Acquiring picture data such as project propaganda pictures, notification announcements and form bills generated in the office field in the following specific modes: based on the existing public data set, the method is based on character recognition in a real scene, so that the data set including product description, street view real shooting and network advertisement is used for model training.

Step 102: and carrying out binarization processing on the picture data.

And carrying out area binarization processing on the picture based on an Opencv tool. The binarization of the image is to set the gray value of a pixel point on the image to be 0 or 255, so that the whole image has obvious black and white effect. In digital image processing, the image has uneven brightness due to light and other problems, and binarization greatly reduces the data amount in the image, so that the contour of the target can be highlighted. Specifically, before the binarization operation, a fixed threshold value is set in advance, and then comparison is performed according to the numerical values of the pixel points of the picture itself, and the portions exceeding the threshold value are set to be 255, while the portions smaller than the threshold value are set to be 0. However, such a "one-cut" operation is inevitable to generate some errors when processing complex pictures. To optimize this method, local binarization is used, which determines a binarization threshold at a pixel location based on the distribution of pixel values of a neighborhood block of pixels. The benefit of this is that the binarization threshold at each pixel location is not fixed, but rather determined by the distribution of its surrounding neighborhood pixels. The binarization threshold value of the image area with higher brightness is generally higher, while the binarization threshold value of the image area with lower brightness is correspondingly smaller. Local image regions of different brightness, contrast, texture will have corresponding local binarization thresholds.

Step 103: and training a CTPN model through the picture data after binarization processing. The CTPN model comprises a CNN model and an LSTM model.

And the image after binarization processing is sent to a deep learning model for training. The CTPN is combined with the CNN and the LSTM deep network, and can effectively detect the transversely distributed characters of the complex scene. The method divides the text line into slices, and presets a plurality of anchors with different scales for positioning the position of the characters, wherein the adopted bidirectional LSTM layer with time sequence characteristics improves the identification accuracy.

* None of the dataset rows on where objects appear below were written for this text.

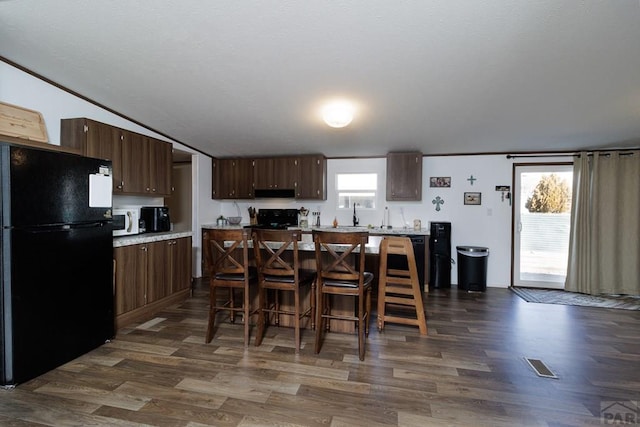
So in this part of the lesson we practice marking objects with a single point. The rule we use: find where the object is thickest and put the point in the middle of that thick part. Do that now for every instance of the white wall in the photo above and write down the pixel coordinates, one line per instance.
(486, 225)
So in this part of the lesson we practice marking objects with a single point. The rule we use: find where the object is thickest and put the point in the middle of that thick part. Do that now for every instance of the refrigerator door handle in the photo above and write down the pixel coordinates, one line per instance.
(63, 228)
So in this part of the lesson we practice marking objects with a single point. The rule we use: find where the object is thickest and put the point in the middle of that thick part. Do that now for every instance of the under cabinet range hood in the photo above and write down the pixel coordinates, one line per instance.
(274, 193)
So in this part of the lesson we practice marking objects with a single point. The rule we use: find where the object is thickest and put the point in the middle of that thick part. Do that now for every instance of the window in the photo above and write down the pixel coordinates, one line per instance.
(358, 188)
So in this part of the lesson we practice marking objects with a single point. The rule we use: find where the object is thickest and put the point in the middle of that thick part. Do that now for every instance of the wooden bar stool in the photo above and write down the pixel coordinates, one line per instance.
(277, 260)
(398, 287)
(339, 275)
(229, 268)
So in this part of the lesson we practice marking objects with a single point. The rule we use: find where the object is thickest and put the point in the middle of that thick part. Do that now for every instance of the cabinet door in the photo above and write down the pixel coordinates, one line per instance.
(285, 172)
(131, 277)
(135, 164)
(180, 264)
(275, 172)
(263, 172)
(404, 176)
(243, 178)
(222, 176)
(160, 167)
(159, 271)
(97, 140)
(312, 178)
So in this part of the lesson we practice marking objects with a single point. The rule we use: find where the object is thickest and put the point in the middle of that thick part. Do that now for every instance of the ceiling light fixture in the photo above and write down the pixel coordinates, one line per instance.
(338, 114)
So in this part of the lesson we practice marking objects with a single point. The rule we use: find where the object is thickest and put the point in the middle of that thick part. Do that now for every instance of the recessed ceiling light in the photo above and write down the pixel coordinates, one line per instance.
(338, 114)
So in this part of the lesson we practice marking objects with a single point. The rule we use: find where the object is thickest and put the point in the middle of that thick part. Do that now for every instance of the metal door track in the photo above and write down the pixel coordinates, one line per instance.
(540, 368)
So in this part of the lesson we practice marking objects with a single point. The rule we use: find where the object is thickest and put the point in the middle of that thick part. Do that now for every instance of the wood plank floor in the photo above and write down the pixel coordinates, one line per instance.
(469, 370)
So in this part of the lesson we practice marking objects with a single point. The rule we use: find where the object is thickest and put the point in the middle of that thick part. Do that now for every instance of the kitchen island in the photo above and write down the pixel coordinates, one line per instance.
(307, 257)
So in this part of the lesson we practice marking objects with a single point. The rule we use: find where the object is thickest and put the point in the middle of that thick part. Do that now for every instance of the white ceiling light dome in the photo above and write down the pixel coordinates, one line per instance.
(338, 114)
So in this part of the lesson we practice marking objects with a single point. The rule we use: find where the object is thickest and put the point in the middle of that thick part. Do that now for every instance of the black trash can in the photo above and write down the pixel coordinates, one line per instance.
(472, 268)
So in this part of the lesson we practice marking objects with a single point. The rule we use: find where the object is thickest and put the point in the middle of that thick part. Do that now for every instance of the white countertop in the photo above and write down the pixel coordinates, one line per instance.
(136, 239)
(372, 231)
(306, 244)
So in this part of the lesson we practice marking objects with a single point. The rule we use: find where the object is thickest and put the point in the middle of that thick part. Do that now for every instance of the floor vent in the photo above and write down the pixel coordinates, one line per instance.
(540, 368)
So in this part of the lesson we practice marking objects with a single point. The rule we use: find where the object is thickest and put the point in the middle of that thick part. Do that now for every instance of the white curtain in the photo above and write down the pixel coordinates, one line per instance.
(604, 244)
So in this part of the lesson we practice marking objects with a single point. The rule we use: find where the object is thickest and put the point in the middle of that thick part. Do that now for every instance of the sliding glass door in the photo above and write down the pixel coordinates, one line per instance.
(542, 207)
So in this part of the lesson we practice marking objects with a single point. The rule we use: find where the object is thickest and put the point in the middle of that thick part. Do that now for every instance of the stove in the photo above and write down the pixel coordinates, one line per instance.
(277, 219)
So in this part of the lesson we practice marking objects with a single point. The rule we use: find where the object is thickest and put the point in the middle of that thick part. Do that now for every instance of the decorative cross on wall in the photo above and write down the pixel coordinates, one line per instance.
(438, 201)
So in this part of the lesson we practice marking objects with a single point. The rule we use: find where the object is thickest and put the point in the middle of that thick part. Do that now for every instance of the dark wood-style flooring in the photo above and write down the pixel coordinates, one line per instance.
(468, 371)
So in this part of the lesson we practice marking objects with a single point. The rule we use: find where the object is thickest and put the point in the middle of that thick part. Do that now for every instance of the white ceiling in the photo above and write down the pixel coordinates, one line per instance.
(235, 78)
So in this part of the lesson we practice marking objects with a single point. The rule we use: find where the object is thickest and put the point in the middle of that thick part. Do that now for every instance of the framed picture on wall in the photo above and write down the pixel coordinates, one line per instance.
(472, 198)
(440, 181)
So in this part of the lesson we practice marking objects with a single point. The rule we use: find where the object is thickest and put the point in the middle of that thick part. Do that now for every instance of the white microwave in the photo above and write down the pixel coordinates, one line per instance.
(126, 221)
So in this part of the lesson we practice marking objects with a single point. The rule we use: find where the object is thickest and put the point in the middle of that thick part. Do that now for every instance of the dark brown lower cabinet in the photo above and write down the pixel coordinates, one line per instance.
(150, 277)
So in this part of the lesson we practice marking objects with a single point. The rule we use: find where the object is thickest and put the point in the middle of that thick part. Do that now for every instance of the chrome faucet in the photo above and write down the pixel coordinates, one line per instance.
(355, 218)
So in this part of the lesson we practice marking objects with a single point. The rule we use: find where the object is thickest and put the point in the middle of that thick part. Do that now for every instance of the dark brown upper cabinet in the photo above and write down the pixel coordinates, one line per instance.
(141, 165)
(312, 178)
(404, 176)
(232, 178)
(275, 173)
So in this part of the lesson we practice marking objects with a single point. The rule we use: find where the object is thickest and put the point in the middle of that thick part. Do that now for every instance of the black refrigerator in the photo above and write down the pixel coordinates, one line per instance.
(56, 300)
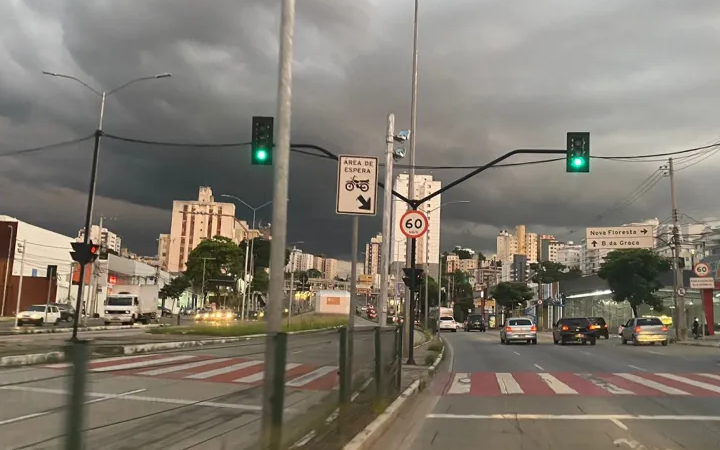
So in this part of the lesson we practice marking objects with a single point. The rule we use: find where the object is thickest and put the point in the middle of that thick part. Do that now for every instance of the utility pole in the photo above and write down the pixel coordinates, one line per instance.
(411, 178)
(276, 342)
(22, 270)
(7, 268)
(679, 300)
(387, 222)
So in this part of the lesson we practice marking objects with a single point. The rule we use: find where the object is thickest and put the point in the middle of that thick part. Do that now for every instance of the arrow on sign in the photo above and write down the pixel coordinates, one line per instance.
(364, 203)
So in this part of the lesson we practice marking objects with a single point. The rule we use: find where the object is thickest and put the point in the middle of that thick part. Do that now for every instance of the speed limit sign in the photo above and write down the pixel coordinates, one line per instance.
(701, 269)
(413, 224)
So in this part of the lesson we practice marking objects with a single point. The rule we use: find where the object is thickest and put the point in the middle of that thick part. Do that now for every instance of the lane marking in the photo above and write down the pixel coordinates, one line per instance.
(48, 412)
(581, 417)
(651, 384)
(508, 384)
(312, 376)
(191, 365)
(103, 360)
(137, 398)
(223, 370)
(556, 385)
(139, 364)
(699, 384)
(257, 377)
(460, 384)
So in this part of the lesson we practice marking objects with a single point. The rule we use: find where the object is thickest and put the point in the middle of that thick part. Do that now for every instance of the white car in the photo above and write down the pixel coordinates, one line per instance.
(35, 314)
(448, 323)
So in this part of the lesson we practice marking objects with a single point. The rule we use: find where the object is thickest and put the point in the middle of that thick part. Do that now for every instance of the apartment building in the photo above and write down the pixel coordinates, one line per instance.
(195, 220)
(106, 238)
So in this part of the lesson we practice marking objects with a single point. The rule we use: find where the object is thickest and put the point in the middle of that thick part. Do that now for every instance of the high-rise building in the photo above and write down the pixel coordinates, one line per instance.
(428, 247)
(372, 259)
(195, 220)
(106, 238)
(570, 255)
(329, 268)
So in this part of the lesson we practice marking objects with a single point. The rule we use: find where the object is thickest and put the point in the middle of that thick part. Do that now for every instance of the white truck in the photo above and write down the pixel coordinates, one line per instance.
(132, 303)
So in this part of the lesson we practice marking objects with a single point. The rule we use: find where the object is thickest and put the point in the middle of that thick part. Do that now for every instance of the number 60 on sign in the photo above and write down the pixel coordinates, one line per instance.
(414, 224)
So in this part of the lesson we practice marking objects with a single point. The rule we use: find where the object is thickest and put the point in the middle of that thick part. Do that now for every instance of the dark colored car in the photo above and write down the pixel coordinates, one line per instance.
(574, 329)
(475, 322)
(601, 328)
(67, 312)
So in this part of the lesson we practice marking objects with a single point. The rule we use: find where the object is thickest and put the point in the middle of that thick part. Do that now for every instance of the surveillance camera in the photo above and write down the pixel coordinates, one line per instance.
(402, 136)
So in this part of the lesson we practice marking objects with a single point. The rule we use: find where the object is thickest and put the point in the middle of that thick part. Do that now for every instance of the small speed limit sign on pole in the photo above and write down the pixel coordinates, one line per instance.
(701, 269)
(414, 224)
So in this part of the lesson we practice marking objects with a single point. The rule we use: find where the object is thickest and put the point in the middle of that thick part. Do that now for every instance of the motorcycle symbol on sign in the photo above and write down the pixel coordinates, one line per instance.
(363, 185)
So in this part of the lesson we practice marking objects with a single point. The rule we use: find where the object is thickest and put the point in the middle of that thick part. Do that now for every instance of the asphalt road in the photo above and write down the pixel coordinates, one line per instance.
(200, 398)
(545, 396)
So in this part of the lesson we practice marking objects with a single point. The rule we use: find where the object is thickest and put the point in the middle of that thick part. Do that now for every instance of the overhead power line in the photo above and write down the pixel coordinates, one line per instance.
(46, 147)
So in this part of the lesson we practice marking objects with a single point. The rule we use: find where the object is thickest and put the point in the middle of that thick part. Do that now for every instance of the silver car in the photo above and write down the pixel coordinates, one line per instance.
(644, 329)
(518, 329)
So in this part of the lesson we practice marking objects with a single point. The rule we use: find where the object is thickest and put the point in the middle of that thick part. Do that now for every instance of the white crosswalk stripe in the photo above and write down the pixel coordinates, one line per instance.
(556, 385)
(223, 370)
(507, 384)
(258, 377)
(143, 363)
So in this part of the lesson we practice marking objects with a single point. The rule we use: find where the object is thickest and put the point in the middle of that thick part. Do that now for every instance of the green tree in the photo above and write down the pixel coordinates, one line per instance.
(174, 289)
(546, 272)
(511, 294)
(220, 257)
(633, 275)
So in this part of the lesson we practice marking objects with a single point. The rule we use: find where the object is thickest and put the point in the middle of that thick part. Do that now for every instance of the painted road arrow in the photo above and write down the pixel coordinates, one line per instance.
(364, 203)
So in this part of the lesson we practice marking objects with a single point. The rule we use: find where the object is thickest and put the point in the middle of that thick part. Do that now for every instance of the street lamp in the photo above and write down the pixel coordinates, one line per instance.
(427, 258)
(93, 173)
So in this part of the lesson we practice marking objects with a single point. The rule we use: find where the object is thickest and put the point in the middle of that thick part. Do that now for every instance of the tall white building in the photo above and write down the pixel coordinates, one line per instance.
(428, 247)
(507, 246)
(570, 255)
(106, 238)
(195, 220)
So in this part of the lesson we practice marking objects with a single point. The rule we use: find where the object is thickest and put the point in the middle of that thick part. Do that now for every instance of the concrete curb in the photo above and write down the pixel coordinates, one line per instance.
(144, 348)
(18, 331)
(370, 435)
(26, 360)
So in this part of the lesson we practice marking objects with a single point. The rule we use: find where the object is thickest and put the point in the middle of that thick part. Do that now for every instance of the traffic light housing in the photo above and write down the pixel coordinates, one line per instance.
(578, 152)
(84, 253)
(418, 275)
(262, 141)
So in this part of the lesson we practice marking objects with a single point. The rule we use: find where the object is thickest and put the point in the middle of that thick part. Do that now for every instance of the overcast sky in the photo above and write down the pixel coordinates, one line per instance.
(641, 75)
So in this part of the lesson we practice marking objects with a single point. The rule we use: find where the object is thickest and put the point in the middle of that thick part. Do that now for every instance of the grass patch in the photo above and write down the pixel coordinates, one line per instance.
(302, 323)
(430, 358)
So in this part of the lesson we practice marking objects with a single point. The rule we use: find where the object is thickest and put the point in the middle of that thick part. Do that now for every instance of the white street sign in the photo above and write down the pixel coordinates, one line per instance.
(702, 283)
(357, 185)
(621, 243)
(702, 269)
(620, 233)
(413, 224)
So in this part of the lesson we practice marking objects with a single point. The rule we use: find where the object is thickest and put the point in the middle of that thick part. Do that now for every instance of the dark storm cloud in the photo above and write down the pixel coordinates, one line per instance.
(494, 76)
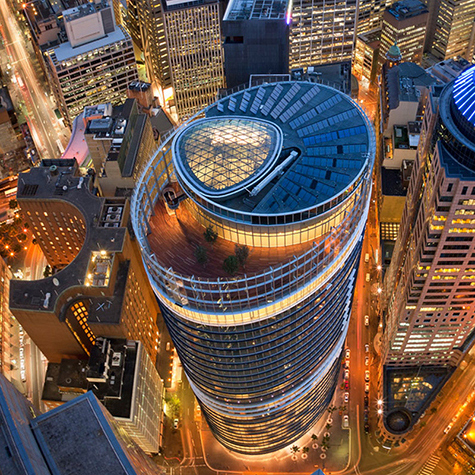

As shown in fig. 2, for a complete CTPN model, the VGG16 network is first used to process the input picture content. The VGG16 network is essentially a convolutional neural network consisting of 13 convolutional layers, 5 max pooling layers, and 3 fully-connected layers. The picture content can be regarded as matrix data consisting of three channels of pixel points. Using two-dimensional convolution kernel w epsilon R in convolution layer^3×3Extracting the characteristics of the picture P to obtain a characteristic matrix C of the picture_n。

Wherein n represents the number of convolution operations, m represents the number of convolution kernels, i represents the i-th acquired feature matrix, f represents the nonlinear activation function, represents the shared weight of the convolution kernels and the corresponding operation of the feature matrix, w represents the weight of the convolution kernels, and b represents the offset value.

The method of maximum pooling is used at the pooling level, and the expression of feature extraction is as follows:

p_u＝Max_2×2[C_n]

wherein u represents the number of pooling, Max_2×2The operation method of maximum pooling with a size of 2 × 2 matrix is shown.

As shown in fig. 3, after a plurality of convolution and pooling operations, inputting the Reshape-processed data stream into a bidirectional LSTM model to obtain a feature vector with a time sequence attribute, which is expressed by a formula:

wherein s is_tIndicating the output of the forward sequence at time t, s_t' denotes the output of the reverse timing at time t. U shape_XtInitial input, U, representing forward timing_Xt' denotes an initial input of a reverse timing.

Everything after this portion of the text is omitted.